So then there was a follow up study, someone who's familiar with both the UC
Irving study and the George Mason University study, and they decided
to say, okay, well, what happens if we give you your time back?
And they gave back approximately 30 minutes, in alignment with the earlier
study, and they found that the same 90 some odd
percent still did worse. Their score did not recover even when the time
was added back in. And that's a lot. And one
more study relevant to all of this, multitasking with sequence
based tasks. So this is when you reduce the complexity of the task. So instead
of writing an essay or building a cluster,
imagine Bert writing lines on a chalkboard, same line over and
over. And in this case, it was a very short, sequential task.

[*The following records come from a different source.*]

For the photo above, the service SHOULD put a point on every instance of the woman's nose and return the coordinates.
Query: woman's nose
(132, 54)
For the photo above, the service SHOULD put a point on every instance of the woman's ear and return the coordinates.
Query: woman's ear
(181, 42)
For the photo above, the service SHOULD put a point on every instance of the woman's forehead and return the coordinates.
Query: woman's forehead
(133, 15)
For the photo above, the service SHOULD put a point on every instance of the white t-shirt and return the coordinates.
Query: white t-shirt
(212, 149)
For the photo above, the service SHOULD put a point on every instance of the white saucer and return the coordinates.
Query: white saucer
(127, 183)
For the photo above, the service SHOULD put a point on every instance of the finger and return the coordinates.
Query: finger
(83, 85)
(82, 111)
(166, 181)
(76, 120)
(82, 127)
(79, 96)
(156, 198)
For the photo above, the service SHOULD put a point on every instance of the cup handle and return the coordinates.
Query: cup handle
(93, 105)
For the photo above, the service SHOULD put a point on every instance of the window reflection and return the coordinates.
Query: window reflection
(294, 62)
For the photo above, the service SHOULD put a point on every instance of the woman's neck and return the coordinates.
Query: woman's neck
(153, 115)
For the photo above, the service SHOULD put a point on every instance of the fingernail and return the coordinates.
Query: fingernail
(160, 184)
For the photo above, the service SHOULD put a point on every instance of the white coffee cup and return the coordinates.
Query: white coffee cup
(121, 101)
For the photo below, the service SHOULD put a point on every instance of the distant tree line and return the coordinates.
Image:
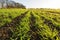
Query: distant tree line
(10, 4)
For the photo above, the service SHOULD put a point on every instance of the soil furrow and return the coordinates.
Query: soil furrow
(5, 32)
(33, 28)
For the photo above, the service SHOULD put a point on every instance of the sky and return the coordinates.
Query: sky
(40, 3)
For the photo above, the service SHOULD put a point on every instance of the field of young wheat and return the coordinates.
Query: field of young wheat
(29, 24)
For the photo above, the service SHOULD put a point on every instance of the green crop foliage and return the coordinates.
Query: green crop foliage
(29, 24)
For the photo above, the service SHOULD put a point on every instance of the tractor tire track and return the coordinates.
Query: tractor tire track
(5, 32)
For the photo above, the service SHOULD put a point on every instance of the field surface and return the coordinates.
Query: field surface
(29, 24)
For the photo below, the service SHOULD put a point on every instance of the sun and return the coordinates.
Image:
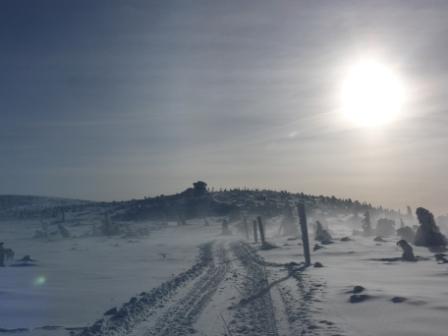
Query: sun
(372, 94)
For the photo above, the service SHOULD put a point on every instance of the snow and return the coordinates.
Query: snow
(241, 289)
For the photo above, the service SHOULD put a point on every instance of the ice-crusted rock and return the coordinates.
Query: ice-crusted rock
(428, 234)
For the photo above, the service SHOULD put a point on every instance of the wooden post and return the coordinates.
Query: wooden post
(255, 232)
(304, 230)
(261, 228)
(246, 228)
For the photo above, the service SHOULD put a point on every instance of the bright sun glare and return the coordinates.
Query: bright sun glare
(372, 94)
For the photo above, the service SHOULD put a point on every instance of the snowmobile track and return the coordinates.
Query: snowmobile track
(178, 319)
(255, 316)
(123, 320)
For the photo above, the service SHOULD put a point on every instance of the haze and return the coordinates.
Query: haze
(112, 100)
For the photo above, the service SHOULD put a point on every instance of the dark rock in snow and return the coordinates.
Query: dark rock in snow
(428, 234)
(398, 299)
(317, 247)
(408, 253)
(357, 298)
(111, 311)
(406, 233)
(358, 289)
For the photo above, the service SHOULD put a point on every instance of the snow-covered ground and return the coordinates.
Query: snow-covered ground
(226, 287)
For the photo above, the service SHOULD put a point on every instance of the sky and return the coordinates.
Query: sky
(112, 100)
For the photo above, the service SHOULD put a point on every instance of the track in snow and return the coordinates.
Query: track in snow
(271, 299)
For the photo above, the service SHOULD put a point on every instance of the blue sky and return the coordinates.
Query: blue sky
(120, 99)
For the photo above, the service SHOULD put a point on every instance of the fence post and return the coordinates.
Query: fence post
(304, 230)
(261, 228)
(255, 231)
(246, 228)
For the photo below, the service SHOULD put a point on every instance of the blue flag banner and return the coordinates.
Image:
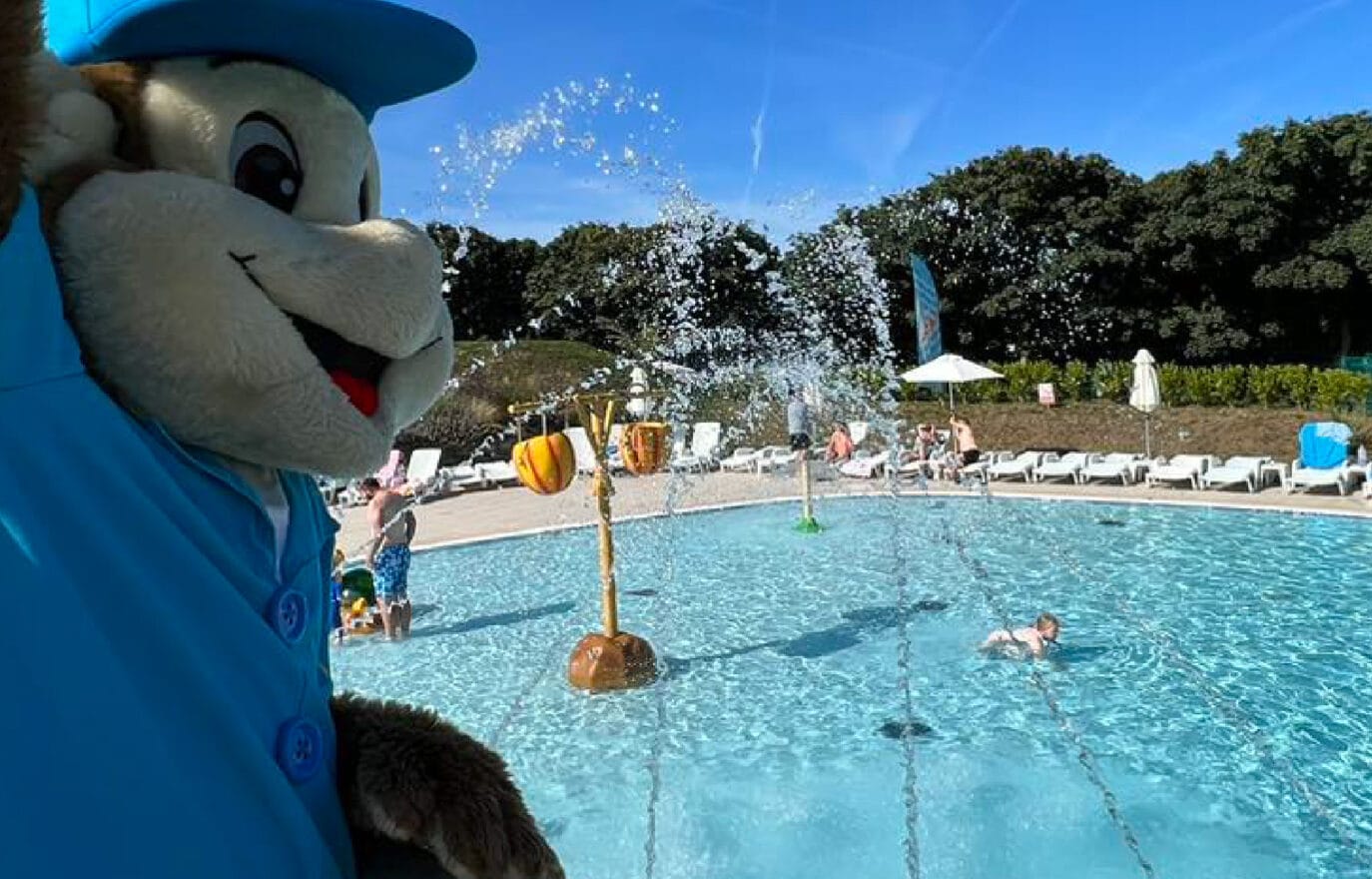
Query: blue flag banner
(927, 311)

And so they decided to do, again, background radiation, notification,
alert noise, et cetera. They basically introduced noise into the environment.
And what happened? Their error rate tripled.

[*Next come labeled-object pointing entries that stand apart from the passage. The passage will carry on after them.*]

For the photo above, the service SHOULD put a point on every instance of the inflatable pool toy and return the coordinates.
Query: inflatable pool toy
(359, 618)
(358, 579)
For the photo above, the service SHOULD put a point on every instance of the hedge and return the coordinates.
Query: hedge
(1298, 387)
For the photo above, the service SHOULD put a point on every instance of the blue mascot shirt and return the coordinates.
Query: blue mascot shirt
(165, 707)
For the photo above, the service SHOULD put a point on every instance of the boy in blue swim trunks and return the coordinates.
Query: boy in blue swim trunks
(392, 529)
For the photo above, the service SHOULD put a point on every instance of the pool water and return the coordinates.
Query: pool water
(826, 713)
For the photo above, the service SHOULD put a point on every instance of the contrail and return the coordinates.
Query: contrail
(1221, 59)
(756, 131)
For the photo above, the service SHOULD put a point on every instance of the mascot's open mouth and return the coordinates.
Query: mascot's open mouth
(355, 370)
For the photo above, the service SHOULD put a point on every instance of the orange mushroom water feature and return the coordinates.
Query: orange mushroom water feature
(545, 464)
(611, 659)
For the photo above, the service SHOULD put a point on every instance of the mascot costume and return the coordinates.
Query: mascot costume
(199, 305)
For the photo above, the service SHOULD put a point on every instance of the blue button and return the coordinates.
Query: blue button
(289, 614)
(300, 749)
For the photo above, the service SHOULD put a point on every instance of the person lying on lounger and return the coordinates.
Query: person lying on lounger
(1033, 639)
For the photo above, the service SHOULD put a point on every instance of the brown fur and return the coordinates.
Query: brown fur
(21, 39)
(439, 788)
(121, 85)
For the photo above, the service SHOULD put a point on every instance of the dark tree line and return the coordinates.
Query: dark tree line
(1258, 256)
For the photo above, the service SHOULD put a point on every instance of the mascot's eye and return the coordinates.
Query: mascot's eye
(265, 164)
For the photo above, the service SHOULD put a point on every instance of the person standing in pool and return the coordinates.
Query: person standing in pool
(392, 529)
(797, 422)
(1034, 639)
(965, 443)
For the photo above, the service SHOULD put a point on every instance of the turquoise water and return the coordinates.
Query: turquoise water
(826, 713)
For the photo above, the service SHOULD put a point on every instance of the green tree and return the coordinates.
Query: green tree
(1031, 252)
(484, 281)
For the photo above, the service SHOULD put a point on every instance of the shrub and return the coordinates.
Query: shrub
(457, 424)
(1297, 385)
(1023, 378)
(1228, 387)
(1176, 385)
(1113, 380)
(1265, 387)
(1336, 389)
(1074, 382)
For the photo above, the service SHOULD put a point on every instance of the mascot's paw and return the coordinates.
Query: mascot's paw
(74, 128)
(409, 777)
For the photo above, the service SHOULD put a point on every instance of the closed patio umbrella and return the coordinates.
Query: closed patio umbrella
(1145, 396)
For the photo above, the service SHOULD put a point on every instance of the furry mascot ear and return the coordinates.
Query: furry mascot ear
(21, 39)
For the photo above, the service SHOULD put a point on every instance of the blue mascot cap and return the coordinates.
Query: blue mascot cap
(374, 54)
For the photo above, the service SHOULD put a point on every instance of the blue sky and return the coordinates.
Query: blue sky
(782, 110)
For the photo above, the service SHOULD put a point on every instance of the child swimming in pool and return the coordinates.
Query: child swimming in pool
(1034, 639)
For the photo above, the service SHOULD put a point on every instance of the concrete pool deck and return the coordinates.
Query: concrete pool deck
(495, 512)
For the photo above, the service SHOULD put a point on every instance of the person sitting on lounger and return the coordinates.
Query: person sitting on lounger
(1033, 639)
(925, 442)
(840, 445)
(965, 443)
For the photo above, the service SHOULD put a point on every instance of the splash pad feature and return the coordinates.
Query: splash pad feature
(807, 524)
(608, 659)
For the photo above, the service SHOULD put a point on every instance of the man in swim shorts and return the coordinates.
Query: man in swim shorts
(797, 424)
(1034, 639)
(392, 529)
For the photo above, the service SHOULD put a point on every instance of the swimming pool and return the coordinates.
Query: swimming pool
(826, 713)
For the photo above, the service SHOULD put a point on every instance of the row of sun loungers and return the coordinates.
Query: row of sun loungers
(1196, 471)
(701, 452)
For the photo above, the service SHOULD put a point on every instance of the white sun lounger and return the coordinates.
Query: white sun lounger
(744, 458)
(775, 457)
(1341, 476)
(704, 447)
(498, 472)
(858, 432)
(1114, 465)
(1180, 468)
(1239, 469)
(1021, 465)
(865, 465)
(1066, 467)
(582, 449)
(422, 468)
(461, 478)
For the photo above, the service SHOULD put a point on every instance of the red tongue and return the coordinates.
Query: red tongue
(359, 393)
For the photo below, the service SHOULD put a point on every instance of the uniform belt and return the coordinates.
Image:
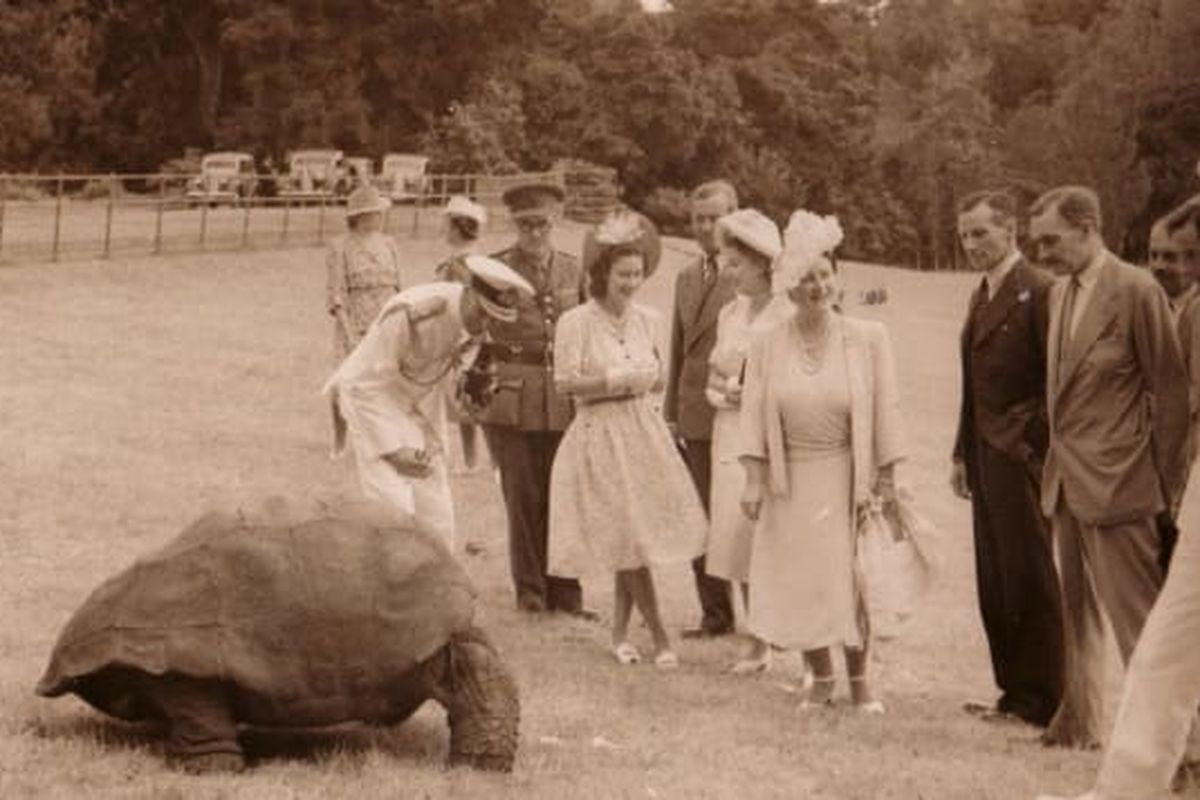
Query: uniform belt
(534, 353)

So even when you reduce the complexity of the task, you still encounter
problems from high distraction mode. None of
this sounds very great, so let's talk about what we
can do. How can we fix this? So, first thing we
can do is be aware, not overwhelmed.
You want to be aware of the notification sources and everything that's coming
through, but you don't want it to overwhelm you while you're trying to make your
way through your day. That said, you also need to determine those sources of
noise, and then you need to categorize them, channel them,
and then create a routine to clear the clutter. And I'll get into that later.
And so when you're not overwhelmed, right, you're trying to determine the
source. So instead of saying, oh, I wish the slacker
teams was less chatty, or, I wish that this notification
wasn't going off so much, or I wish that people didn't have so many questions,
you can say, okay, well, what are the sources of the noise? Is it human?

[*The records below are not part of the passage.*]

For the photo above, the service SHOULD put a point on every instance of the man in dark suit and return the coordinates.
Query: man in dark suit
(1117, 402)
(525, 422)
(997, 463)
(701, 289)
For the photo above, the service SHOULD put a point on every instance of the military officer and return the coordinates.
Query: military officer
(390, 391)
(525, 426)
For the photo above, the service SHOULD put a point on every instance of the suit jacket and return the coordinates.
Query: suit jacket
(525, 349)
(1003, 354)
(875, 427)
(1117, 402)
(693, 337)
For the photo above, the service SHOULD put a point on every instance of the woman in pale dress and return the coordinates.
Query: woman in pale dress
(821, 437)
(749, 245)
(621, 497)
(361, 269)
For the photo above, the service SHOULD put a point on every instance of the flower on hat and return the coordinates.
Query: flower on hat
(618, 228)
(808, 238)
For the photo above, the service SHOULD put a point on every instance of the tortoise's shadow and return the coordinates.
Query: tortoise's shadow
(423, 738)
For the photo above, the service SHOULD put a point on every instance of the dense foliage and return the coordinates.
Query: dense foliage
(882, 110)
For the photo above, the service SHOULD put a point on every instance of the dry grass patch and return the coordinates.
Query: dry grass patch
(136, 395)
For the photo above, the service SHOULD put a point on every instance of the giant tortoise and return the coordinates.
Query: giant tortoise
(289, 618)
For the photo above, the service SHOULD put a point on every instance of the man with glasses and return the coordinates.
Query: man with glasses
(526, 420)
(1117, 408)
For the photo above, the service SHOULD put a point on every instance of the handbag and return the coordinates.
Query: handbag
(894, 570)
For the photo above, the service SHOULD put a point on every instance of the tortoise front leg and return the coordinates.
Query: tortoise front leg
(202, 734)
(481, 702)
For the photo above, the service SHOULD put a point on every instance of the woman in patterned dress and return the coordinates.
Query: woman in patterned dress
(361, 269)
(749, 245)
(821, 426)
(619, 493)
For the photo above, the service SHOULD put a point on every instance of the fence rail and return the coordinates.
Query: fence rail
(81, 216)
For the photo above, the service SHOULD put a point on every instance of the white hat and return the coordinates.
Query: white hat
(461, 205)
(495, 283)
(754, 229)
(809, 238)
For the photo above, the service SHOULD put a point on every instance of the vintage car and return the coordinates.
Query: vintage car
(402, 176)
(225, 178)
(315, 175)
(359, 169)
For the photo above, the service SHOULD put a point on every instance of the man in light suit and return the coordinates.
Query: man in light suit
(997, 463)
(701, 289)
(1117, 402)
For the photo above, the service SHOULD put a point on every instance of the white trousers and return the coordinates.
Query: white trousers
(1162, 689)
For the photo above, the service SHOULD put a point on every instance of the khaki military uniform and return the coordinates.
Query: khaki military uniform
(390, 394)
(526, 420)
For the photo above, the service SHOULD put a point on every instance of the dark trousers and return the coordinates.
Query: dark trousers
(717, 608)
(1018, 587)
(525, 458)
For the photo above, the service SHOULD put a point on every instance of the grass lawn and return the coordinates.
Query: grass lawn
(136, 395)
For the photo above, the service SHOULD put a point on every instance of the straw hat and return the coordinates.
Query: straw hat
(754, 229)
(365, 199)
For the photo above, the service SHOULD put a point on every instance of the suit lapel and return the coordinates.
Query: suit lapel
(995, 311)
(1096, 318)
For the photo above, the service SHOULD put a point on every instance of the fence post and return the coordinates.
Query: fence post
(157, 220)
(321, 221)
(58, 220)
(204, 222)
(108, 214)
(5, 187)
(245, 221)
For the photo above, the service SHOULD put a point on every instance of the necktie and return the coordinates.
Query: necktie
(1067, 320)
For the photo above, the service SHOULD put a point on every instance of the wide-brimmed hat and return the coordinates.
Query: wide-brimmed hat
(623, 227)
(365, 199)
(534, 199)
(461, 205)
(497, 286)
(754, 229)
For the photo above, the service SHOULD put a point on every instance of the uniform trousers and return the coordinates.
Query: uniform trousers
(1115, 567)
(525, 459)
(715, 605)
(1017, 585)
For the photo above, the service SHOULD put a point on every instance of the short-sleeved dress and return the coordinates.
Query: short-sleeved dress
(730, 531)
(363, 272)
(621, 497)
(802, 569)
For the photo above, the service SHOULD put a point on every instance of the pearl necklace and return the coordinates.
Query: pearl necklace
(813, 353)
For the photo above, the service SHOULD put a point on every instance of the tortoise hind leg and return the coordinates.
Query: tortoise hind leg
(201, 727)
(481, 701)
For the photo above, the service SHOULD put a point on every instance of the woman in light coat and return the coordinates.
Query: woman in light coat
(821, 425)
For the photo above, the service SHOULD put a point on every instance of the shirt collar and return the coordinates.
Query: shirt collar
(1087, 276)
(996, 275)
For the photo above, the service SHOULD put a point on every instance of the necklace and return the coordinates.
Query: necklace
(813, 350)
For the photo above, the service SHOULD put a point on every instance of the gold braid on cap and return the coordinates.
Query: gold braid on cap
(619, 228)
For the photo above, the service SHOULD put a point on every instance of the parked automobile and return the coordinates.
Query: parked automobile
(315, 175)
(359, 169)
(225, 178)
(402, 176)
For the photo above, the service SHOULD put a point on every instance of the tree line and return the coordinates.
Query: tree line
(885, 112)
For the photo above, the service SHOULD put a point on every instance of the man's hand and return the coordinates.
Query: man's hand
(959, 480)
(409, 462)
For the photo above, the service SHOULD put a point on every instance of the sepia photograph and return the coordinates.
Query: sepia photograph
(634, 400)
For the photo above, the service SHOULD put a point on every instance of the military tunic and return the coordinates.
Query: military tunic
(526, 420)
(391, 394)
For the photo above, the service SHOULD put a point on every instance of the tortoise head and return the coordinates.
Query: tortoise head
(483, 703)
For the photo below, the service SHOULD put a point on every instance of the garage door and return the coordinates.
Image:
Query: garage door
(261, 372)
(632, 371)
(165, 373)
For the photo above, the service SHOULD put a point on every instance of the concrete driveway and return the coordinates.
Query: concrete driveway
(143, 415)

Is it machine? Is it a chatty service, for example,
that has a lot of low level alerts that maybe aren't paging my phone but
are certainly going into whatever channel they're being sent into, and if
you can say, oh, I know this source, you can actually do something productive with
that. You can make decisions based on that. You don't want to necessarily mute everything,
but you might want to redirect what's happening there. And you might also
notice that you're keeping around a few legacy things that don't even belong. And this
goes into the clutter. Right? So if you're thinking, okay,
we actually channels that endpoint. And so the reason the service is chatty or not
chatty enough is because it's checking on the wrong condition,
easy. I can change it or delete it depending on what the situation
allows for. And this actually happens pretty
quickly as a really quick example of a
very basic infrastructure, right? You have your office wiki, you might have something
like elasticsearch, you have slack, you have mail,
you'll have an alert notification platform, you have the info, you have the code base.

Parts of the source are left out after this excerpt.